Oct. 29, 1999


God, Nation, Self (3)

Feeling of Isolation

DelbancoBut this narrowing of the trajectory of our national story from God to Nation and now to Self also has a down side. We compensate for the loss of a collective story with an almost hysterical accumulation of wealth and by obsessing about the ready pleasures of sex. In the long run, says Delbanco, this emphasis on money and sex leaves deep human needs unsatisfied. As all religions understand, the body does not endure.

"Americans feel isolated in themselves. They no longer feel that issues of national responsibility are part of their lives," he said. "The Depression is long past and seems unlikely ever to recur. We have won the battles against fascism and communism. To many people, there seem to be no great issues. There is the endangered environment, of course, but how urgent do we consider the danger to be? Do we feel a real connection between turning on the air conditioner now and destroying the ozone layer at some remote time in the abstract future? How many of us really feel the great and growing gap between wealth and poverty in this country?"

Without some sense of engagement in life beyond the fleeting pleasures of the self, life is impoverished, and a creeping sense of melancholy takes hold.

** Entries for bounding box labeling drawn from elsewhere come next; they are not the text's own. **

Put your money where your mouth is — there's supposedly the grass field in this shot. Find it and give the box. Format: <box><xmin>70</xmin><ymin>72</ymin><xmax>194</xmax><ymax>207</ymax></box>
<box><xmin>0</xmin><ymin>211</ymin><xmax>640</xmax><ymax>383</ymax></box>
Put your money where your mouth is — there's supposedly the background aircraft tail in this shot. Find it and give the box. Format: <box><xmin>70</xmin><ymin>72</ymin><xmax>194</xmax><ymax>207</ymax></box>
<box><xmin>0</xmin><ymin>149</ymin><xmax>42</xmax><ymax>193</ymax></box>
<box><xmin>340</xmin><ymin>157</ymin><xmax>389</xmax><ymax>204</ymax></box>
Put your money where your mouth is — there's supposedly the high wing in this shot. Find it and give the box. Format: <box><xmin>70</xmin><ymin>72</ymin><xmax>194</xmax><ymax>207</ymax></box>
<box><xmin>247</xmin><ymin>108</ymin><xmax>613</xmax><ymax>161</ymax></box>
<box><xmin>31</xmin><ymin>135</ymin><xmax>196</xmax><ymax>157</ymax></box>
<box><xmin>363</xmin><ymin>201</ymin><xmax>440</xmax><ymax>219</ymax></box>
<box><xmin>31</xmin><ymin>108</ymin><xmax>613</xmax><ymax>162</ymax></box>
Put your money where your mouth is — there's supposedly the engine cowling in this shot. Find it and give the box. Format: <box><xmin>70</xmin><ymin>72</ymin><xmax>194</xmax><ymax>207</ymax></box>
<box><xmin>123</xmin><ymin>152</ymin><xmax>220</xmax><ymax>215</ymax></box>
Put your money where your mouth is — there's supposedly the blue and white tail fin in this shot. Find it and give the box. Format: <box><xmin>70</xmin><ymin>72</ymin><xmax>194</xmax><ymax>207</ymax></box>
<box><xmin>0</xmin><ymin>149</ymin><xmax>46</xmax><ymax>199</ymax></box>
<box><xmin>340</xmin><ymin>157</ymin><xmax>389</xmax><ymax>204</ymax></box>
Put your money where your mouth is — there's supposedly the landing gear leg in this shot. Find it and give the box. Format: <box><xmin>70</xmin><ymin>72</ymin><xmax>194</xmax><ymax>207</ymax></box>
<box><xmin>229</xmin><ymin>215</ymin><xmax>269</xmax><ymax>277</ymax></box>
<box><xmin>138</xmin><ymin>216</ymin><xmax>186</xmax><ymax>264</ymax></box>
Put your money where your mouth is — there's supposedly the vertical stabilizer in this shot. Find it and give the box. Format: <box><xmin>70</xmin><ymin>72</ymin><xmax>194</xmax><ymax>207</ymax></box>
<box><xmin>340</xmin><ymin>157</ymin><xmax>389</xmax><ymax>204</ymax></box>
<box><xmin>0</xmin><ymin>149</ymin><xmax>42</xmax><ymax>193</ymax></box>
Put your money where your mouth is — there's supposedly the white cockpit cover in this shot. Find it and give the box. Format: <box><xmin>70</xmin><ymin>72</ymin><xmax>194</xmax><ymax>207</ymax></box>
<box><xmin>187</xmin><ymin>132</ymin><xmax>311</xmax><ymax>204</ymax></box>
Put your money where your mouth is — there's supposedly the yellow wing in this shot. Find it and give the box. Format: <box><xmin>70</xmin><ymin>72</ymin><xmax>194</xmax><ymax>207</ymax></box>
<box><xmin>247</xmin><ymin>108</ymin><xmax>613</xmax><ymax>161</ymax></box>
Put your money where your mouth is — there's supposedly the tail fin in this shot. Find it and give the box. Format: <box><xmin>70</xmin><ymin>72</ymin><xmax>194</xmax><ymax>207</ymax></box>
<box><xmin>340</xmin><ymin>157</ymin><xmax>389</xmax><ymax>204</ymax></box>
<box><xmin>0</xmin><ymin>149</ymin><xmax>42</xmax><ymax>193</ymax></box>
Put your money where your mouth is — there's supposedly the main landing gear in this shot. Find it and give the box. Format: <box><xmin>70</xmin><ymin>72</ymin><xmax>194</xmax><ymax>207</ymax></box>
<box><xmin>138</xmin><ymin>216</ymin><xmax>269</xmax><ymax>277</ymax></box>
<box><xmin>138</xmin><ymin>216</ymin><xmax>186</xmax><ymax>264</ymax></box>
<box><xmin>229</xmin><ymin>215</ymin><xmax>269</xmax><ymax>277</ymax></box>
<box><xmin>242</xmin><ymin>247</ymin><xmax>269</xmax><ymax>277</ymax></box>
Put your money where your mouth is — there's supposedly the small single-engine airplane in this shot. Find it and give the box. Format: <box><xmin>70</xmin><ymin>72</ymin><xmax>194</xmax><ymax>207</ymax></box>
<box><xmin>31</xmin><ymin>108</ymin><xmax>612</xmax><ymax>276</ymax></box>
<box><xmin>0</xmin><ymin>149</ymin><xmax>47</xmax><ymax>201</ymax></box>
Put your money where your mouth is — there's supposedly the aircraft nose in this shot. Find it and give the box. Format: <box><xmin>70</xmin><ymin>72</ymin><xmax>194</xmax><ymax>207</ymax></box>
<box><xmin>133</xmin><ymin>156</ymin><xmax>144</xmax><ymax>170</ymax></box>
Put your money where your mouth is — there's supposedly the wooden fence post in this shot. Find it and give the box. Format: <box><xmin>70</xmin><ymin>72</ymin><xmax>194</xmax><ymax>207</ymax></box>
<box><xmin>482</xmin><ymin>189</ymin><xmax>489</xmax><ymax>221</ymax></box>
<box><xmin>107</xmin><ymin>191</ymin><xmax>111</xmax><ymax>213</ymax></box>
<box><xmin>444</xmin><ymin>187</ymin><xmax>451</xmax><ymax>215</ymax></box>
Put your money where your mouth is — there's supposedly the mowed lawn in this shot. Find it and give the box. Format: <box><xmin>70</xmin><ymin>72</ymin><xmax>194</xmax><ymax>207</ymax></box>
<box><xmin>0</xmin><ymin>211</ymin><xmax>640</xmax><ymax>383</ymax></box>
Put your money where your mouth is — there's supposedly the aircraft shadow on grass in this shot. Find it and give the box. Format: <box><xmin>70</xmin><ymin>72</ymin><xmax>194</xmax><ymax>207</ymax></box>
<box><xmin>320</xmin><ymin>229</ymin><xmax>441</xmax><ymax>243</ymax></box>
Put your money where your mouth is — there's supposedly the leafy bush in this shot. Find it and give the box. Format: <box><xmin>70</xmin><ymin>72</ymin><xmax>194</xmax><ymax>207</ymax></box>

"We face, as a nation, a problem that every generation of immigrants to America has separately faced--from the Puritans to the Southern and Eastern Europeans who came over in the 19th century, to the Asian immigrants in our time," said Delbanco. "How do you understand your relation to your heroic forebears? They took the risks. They made the sacrifices. And who are you? You are their beneficiaries. Do you deserve to be? What does it mean to be--by dint of some forebear's emigration--an American?"

"These have been the questions that every second or third generation American has asked himself or herself; and one result of the effort to answer them has been successive waves of rich literature."